Kürzlich hat nun auch bei den Psychologen ein Trichter-Diagramm ein peinliches Ergebnis ausgespuckt, berichtet der Blogger mit dem Pseudonym "Neuroskeptik". Es geht dabei um das sogenannte Romantic Priming. Dieser Hypothese zufolge sind Menschen eher bereit, viel Geld z.B. für eine neue Uhr auszugeben, wenn sie zuvor in Stimmung versetzt wurden – mit einer Geschichte, die mit der Uhr überhaupt nichts zu tun hat, sondern von der Möglichkeit handelt, einen attraktiven Partner kennenzulernen. Gleich 15 Studien verschiedener Gruppen, mit insgesamt 43 Experimenten, scheinen die "Romantic Priming Hypothese" zu belegen. So viele Forscher können sich nicht irren, oder? Britische Forscher um David Shanks (University College London) versuchten, die Ergebnisse in 8 separaten Experimenten zu verifizieren, mit 1600 Probanden. Heraus kam – kein Beleg für die Romantic-Priming-Hypothese, die Ergebnisse all der früheren Studien ließen sich nicht reproduzieren. Hatten Shanks et al. bei ihrem Versuchsaufbau vielleicht einfach etwas falsch gemacht?

Wohl kaum, und auch hier ist ein Funnel Plot der rauchende Colt:

  (Quelle: Shanks et al 2015)

Wieso sieht man im Plot eine imaginäre Linie?

Die Datenpunkte der Original-Studien versammeln sich auf einer Seite des Trichters; und wie bei den Homöopathen-Studien wird der gemessene Effekt umso kleiner, je größer (und präziser) die Studie ist. Aber nicht nur das stört Neuroskeptic: Er weist darauf hin, dass die Punktewolke ausgerechnet die Bereiche des Plots regelrecht umarmt, in denen die Grenze zwischen statistisch signifikanten (p < 0,05) und nicht-signifikanten (p > 0,05) Daten liegt. Der magische p-Wert von 0,05 als Ergebnis eines statistischen Tests entscheidet in den Augen vieler Reviewer und Journal-Editoren darüber, ob eine Hypothese als hinreichend belegt gelten kann, oder zumindest als publikations-würdig. Er ist ist aber eine völlig willkürlich gezogene Grenze. Anders gesagt: Wenn Studienergebnisse ehrlich und vollständig berichtet werden, sollte diese Linie im Funnel Plot überhaupt keine Rolle spielen.

Das könnte nun bedeuten: Die Psychologen-Community hat die Ergebnisse ihrer "Romantic-Priming"-Studien selektiv berichtet und negative Ergebnisse unter den Tisch fallen lassen – und das ist noch die nettere Interpretation.

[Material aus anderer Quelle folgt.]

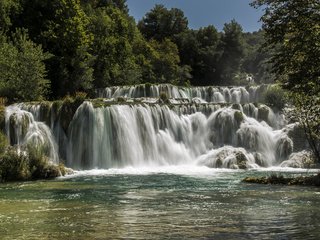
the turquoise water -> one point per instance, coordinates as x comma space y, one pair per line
175, 203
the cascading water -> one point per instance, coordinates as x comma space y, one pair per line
116, 135
23, 129
207, 94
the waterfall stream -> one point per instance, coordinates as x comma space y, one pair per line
225, 130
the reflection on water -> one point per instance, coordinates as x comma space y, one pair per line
159, 205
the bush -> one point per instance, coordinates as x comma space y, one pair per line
275, 97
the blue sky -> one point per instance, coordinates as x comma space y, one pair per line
201, 13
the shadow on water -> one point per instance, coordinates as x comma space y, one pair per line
213, 205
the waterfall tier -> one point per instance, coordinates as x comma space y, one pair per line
104, 135
208, 94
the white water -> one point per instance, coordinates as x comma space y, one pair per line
23, 129
206, 94
153, 135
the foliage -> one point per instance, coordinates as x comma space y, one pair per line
26, 164
161, 23
255, 61
306, 111
115, 38
3, 143
232, 51
22, 71
292, 28
8, 11
95, 44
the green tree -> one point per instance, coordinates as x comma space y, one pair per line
162, 62
232, 52
60, 26
9, 9
293, 29
115, 37
22, 70
161, 23
256, 59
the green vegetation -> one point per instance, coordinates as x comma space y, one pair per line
22, 70
54, 48
27, 164
292, 28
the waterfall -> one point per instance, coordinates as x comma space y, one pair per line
206, 94
229, 131
23, 129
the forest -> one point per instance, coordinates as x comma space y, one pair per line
53, 48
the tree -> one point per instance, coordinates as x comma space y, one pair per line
22, 70
293, 29
232, 52
256, 59
60, 26
115, 37
8, 10
161, 23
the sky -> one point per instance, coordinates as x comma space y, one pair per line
202, 13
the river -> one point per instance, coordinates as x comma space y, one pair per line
184, 202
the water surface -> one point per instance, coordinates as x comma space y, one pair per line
178, 203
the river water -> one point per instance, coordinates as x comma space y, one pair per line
161, 203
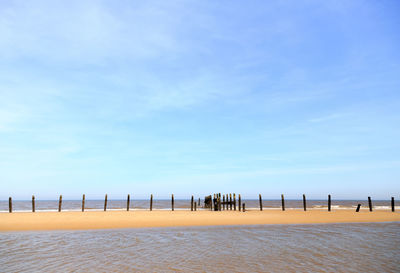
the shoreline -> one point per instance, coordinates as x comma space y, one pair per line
74, 220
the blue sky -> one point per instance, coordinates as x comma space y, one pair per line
195, 97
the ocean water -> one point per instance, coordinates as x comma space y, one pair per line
251, 204
369, 247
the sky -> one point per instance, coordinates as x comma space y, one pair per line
196, 97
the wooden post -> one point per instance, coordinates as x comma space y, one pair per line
59, 203
369, 203
33, 203
83, 203
329, 202
128, 201
392, 204
219, 202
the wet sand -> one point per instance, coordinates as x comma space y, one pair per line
139, 219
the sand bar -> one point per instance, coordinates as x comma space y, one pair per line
139, 219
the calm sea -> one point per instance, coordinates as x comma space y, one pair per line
76, 205
371, 247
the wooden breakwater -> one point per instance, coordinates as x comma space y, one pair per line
214, 202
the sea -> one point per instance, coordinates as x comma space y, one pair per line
367, 247
183, 204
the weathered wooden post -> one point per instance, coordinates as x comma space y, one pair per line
329, 202
128, 201
219, 202
59, 203
83, 203
33, 203
392, 204
369, 203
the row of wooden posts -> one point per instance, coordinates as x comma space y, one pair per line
216, 203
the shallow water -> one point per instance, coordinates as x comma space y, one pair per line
76, 205
371, 247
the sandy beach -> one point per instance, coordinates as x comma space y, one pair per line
139, 219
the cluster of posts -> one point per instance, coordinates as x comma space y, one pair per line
215, 203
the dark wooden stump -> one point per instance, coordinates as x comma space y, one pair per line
33, 203
83, 203
369, 203
59, 203
329, 202
392, 203
128, 201
240, 203
234, 201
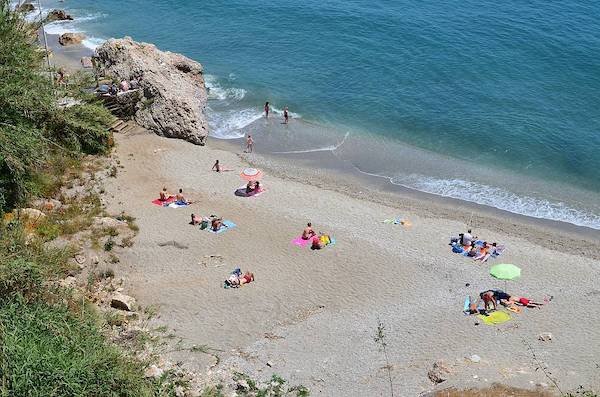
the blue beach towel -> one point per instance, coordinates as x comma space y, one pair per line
226, 226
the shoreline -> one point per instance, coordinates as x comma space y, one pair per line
295, 300
67, 56
575, 239
311, 316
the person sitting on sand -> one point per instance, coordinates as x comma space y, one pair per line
216, 224
308, 232
490, 251
521, 301
196, 220
320, 241
164, 195
466, 238
483, 252
250, 187
246, 278
180, 198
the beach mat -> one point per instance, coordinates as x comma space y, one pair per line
163, 203
300, 242
178, 204
495, 318
226, 226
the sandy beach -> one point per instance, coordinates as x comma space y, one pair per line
311, 316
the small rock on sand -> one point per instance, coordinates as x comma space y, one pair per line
122, 302
153, 372
439, 372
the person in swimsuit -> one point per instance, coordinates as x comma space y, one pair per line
164, 195
482, 252
179, 197
246, 278
216, 224
316, 243
308, 232
249, 144
519, 300
195, 220
250, 186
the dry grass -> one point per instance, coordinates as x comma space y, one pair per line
495, 390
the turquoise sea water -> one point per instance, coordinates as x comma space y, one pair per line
491, 102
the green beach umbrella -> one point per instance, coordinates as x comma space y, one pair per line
505, 271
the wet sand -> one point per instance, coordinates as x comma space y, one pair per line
312, 315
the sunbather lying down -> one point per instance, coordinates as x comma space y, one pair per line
164, 194
492, 297
236, 279
320, 241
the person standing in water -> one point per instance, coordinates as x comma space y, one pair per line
249, 144
285, 115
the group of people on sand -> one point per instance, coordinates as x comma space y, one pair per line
491, 298
318, 241
165, 196
470, 246
253, 187
215, 222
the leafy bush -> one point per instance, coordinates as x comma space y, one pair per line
33, 129
19, 278
47, 350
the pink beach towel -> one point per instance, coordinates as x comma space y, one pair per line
300, 242
162, 203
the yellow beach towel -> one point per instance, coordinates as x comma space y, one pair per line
495, 318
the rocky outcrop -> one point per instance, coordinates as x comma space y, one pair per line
122, 302
173, 99
58, 15
26, 8
71, 38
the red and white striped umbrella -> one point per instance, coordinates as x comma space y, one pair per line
251, 174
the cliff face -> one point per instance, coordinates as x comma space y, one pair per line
173, 97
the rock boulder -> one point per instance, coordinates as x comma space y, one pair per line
173, 99
71, 38
58, 15
26, 8
122, 302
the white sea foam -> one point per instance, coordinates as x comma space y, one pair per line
280, 112
217, 92
329, 148
61, 27
497, 198
229, 124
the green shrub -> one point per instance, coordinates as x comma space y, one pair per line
19, 278
49, 351
33, 129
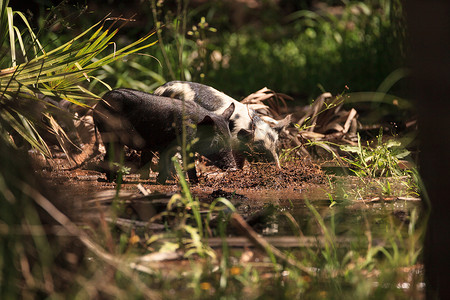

Ob es für die Schieflage des Romantic-Priming-Trichters auch eine harmlosere Erklärung gibt als Publication Bias und/oder p-Hacking? Neuroskeptic zumindest glaubt nicht daran: "Der Funnel Plot legt nahe, dass Romantic Priming nicht existiert, und dass die vielen Studien, die diesen Effekt berichtet hatten, falsch liegen".